L’inflation législative cause la dispersion des lois pénales dans des législations techniques, qui vont rendre de plus en plus inaccessibles les textes. Cette inflation est directement liée à des réactions législatives dans l’urgence, ils ne sont pas toujours cohérents avec ce qui existe déjà, « un fait divers, une nouvelle loi », il arrive aussi que l’on arrive à des textes surabondants puisqu’ils n’apportaient rien de plus au texte déjà existants. On a alors une forme de banalisation du droit pénal totalement contraire à la notion de droit d’exception et donc au respect le plus scrupuleux possible à la légalité criminelle. Ce droit pénal ne doit pas avoir une fonction déclarative, il n’est pas là pour donner une ambiance générale, ou un effet d’annonce. Avis de la Commission européenne, il faut que le droit pénal reste un dernier recours, il ne doit pas être sollicité à tout bout de champ pour tente de résoudre des difficultés que d’autres modes de règlements doivent pouvoir régler.
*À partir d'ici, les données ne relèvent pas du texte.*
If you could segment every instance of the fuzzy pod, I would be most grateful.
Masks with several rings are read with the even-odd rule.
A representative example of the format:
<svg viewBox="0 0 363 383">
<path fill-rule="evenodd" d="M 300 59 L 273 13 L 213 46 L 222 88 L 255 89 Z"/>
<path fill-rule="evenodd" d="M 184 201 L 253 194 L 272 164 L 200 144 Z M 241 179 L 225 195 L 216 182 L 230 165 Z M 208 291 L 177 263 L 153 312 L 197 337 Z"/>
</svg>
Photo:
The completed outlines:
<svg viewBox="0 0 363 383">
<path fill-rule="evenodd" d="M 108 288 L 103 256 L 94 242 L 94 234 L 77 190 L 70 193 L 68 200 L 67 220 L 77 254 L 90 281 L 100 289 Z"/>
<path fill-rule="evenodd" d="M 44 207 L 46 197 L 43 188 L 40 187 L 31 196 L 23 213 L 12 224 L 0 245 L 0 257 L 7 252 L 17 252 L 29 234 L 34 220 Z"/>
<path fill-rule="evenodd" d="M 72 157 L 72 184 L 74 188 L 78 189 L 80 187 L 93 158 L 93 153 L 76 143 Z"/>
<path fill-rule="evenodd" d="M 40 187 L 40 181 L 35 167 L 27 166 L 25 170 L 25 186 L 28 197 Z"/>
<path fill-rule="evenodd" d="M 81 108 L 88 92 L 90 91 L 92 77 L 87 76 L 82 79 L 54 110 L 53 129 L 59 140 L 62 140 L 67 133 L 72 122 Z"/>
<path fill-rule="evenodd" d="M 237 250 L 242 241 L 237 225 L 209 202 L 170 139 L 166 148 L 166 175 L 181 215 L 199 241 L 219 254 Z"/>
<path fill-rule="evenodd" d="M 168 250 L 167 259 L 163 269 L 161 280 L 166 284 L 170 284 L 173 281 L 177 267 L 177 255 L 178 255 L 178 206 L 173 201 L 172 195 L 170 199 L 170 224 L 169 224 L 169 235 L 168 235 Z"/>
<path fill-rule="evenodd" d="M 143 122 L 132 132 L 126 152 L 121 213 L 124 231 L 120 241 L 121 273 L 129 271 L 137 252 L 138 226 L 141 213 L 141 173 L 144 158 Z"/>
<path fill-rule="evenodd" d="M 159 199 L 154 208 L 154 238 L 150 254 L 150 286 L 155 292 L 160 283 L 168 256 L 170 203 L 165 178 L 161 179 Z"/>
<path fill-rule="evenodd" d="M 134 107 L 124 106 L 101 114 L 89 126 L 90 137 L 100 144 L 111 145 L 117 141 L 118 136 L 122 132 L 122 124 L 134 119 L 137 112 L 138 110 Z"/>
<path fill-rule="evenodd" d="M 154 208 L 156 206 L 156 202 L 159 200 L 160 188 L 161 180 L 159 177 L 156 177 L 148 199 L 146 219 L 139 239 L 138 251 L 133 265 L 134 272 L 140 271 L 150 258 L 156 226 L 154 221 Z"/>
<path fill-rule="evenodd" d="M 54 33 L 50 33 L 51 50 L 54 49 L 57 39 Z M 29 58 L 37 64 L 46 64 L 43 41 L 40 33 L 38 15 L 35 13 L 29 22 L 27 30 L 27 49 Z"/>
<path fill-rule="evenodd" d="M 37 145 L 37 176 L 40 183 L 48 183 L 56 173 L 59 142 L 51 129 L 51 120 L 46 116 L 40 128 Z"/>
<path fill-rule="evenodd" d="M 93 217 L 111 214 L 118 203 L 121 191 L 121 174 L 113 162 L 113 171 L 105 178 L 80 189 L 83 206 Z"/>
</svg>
L’inflation législative a pour cause aussi d’empêcher de connaître la loi, l’article 1 du Code civil est une fiction d’autant plus impossible avec cette inflation, on a donc un risque majeur « de ne plus voir correspondre la présomption de connaissance de la loi et la réalité sociale » comme l’a dit Marc Hansel.

2) Judiciaires

Le raisonnement par analogie auquel le juge pénal procède parfois, le juge se trouve face à des faits qui lui sont soumis, il recherche dans le code pénal des textes qui prévoient ces faits mais il s ‘aperçoit qu’il existe un texte assez proche. Il va donc raisonner par analogie en se déportant vers le texte qui ne prévoit pas les faits qui lui sont présentés. Ce raisonnement est totalement proscrit et son des atteintes à la légalité criminelle.

La technique de correctionnalisation, le juge ne va pas procéder à la qualification la plus adéquate, et c’est une atteinte claire et simple au principe de légalité criminelle

B) L’affirmation du principe

Il faut souligner la permanence de l’affirmation, elle conduit à l’expression de la valeur de ce principe, cette place centrale du principe s’apprécie d’abord au regard de la valeur législative, le Code pénal prévoit expressément dans ces articles 111-2 et 111-3. Le principe de légalité est présent dans de nombreux textes ratifiés par la France, il a une valeur supranationale, il a aussi une valeur constitutionnelle car on le retrouve à l’article 8 de la DDHC.

Aujourd’hui c’est un principe qui fait de la résistance malgré les atteintes, les formes de résistances sont textuelles, l’énoncé même du principe la référence dans les textes existe bien et ce depuis 1789. On a un principe de textualisation textes qui vont faire respecter ce principe de légalité criminelle.